そして当時の日本が治めた朝鮮の社会事情、あの時代の状況が手に取るように分かり、日帝36年が「搾取」と「圧政」だったなんて、まったくの嘘だとすぐにバレる。
わたしたちは既に多くの先人の努力によって「従軍慰安婦」「強制連行」がなかったことを知っている。いまさら賠償の必要もなく、それでも日本を貶める朝鮮民族の民度の低さに呆れかえってきた。

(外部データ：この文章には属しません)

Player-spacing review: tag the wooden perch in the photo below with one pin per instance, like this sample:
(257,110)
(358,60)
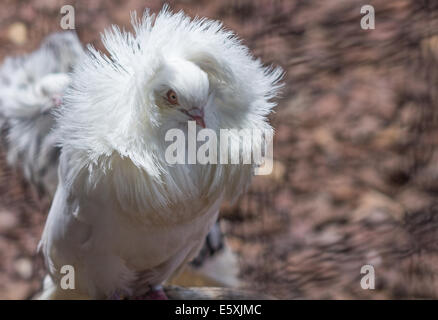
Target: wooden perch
(212,293)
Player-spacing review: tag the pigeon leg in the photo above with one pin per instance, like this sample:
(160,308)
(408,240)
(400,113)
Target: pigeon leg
(155,293)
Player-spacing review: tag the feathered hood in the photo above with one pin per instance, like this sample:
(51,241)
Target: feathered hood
(109,117)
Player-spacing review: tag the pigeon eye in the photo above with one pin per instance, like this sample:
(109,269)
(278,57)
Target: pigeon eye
(172,97)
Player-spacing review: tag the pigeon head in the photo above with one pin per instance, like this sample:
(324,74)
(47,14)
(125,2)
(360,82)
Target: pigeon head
(181,90)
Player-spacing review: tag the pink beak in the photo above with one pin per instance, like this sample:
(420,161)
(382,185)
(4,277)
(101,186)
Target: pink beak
(197,115)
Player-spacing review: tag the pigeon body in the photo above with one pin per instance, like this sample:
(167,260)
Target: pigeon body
(122,216)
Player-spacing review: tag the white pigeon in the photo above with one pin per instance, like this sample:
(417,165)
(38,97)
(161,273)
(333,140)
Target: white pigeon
(122,216)
(30,86)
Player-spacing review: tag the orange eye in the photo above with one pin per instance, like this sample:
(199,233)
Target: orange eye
(171,97)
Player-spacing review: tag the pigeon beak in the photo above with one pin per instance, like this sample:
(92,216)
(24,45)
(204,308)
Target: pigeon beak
(197,115)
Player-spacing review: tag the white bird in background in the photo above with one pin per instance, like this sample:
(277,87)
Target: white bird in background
(30,86)
(123,217)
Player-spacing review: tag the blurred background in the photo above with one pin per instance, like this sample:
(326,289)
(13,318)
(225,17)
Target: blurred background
(355,176)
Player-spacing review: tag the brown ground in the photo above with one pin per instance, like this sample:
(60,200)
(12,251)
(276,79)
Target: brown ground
(356,171)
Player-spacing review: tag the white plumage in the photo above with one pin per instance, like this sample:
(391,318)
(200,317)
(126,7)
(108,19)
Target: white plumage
(123,217)
(30,86)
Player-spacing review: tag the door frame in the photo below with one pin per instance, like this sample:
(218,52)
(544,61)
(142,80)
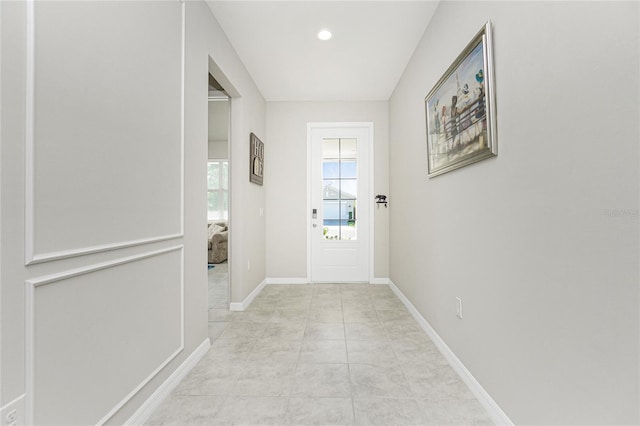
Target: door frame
(340,125)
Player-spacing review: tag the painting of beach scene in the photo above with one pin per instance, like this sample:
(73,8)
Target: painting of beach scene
(459,110)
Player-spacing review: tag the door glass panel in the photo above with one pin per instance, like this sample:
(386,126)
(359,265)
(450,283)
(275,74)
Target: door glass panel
(339,189)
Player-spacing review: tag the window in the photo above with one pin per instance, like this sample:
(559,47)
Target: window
(218,190)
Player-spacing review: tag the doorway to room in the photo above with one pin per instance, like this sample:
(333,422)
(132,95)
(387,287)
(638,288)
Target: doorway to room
(218,172)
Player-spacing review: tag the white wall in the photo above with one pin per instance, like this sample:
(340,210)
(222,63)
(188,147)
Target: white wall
(113,297)
(286,175)
(541,243)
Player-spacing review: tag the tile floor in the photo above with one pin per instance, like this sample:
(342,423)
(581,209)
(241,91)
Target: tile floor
(218,292)
(321,354)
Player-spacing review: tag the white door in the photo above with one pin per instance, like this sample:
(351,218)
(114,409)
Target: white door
(340,200)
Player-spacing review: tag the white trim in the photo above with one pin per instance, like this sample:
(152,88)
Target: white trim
(183,50)
(276,281)
(29,217)
(145,411)
(497,415)
(32,284)
(49,257)
(241,306)
(17,405)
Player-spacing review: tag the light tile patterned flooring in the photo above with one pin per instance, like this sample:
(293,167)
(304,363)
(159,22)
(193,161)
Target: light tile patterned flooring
(321,354)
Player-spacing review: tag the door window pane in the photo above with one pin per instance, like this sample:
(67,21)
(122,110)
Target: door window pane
(339,189)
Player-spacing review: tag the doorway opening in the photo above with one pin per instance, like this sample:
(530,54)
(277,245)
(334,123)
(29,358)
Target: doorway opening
(218,196)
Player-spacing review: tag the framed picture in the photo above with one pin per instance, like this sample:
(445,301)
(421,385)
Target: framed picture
(256,160)
(460,110)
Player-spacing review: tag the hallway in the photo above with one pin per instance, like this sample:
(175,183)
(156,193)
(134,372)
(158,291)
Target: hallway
(321,354)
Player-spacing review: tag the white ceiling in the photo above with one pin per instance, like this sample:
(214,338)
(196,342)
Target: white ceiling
(371,45)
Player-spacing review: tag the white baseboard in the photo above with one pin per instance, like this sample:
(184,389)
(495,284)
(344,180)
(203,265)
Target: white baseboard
(493,409)
(287,281)
(241,306)
(150,405)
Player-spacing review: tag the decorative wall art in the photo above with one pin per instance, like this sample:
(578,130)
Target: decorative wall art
(460,110)
(256,160)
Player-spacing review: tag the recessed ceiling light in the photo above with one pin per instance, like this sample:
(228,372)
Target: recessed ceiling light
(324,35)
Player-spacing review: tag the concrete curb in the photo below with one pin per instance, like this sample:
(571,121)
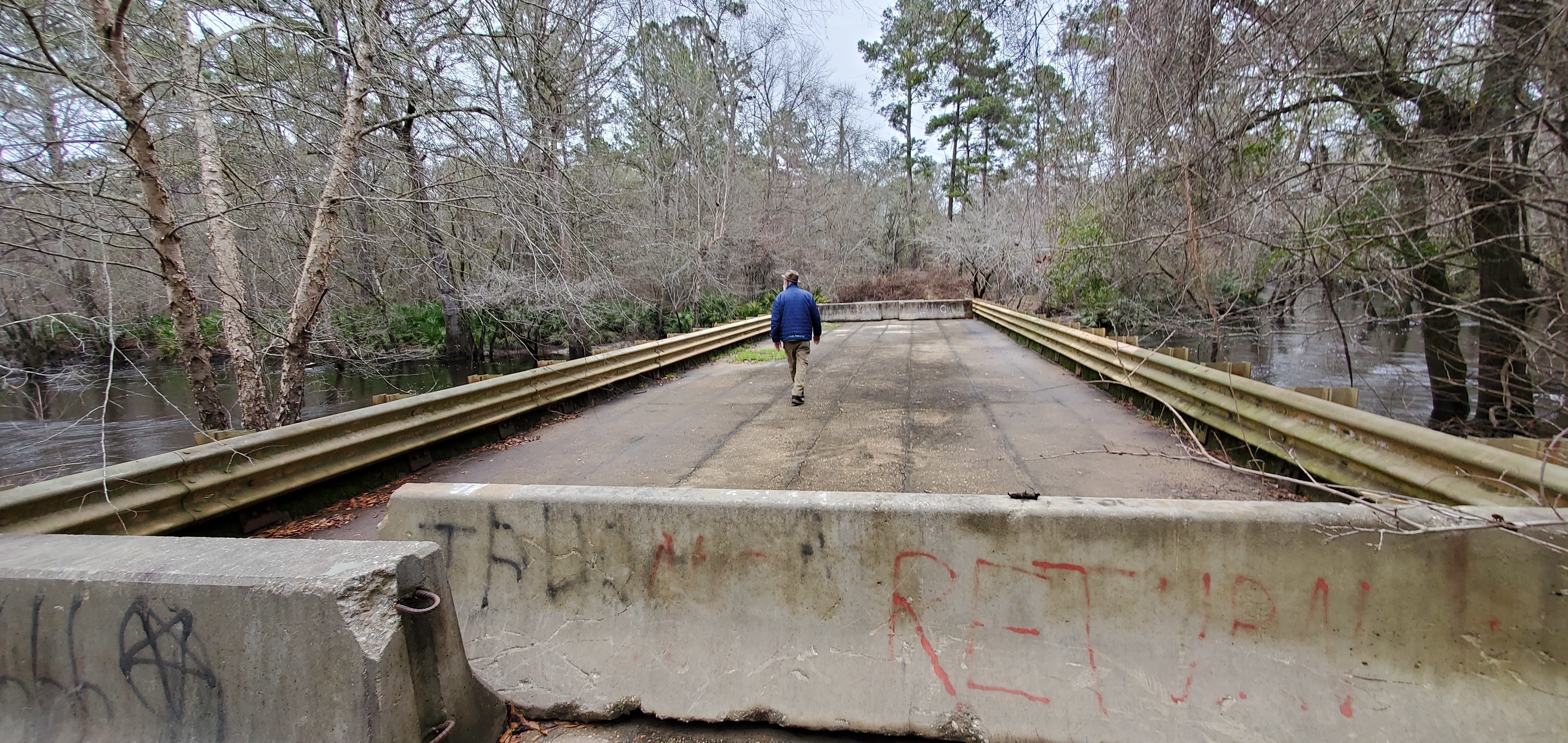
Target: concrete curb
(984,618)
(901,309)
(117,639)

日帝時代が「よい時代だった」と本当のことを言ったら殴り殺された日本語世代がいた。靖国神社に爆弾をしかけた元韓国軍兵士は、凶悪残酷な被害を想定していたのか、いなかったのか、軽い気持で爆弾を靖国のトイレに仕掛けた。それをもって凱旋すれば韓国で英雄扱いされ、特別年金を授与されると考えていたフシがある。
本書に集められた「意外な」「明るい」「世相がこれほど豊かで情緒的だったのか」と驚くような広告には、便秘薬に裸の女性のイラストが配されていたり、悪評の「創氏改名」は、強制ではなく、朝鮮民族が自発的に当局の登録には長蛇の列ができていたことは知っていたが、なんと姓名判断屋さんから「姓名学」の講座まであったとは、知らなかった。どういう日本名をつけたら良いか、相談所があったのだ。
当時の朝鮮半島において、人々は高い消費を示し、贅沢品もやまのようにあった。化粧品もよく売れ、映画も続けてヒットしていた。
暗黒史がフェイクだったことが、この広告総集編の断片を一瞥してみても、よくよく理解できるのである。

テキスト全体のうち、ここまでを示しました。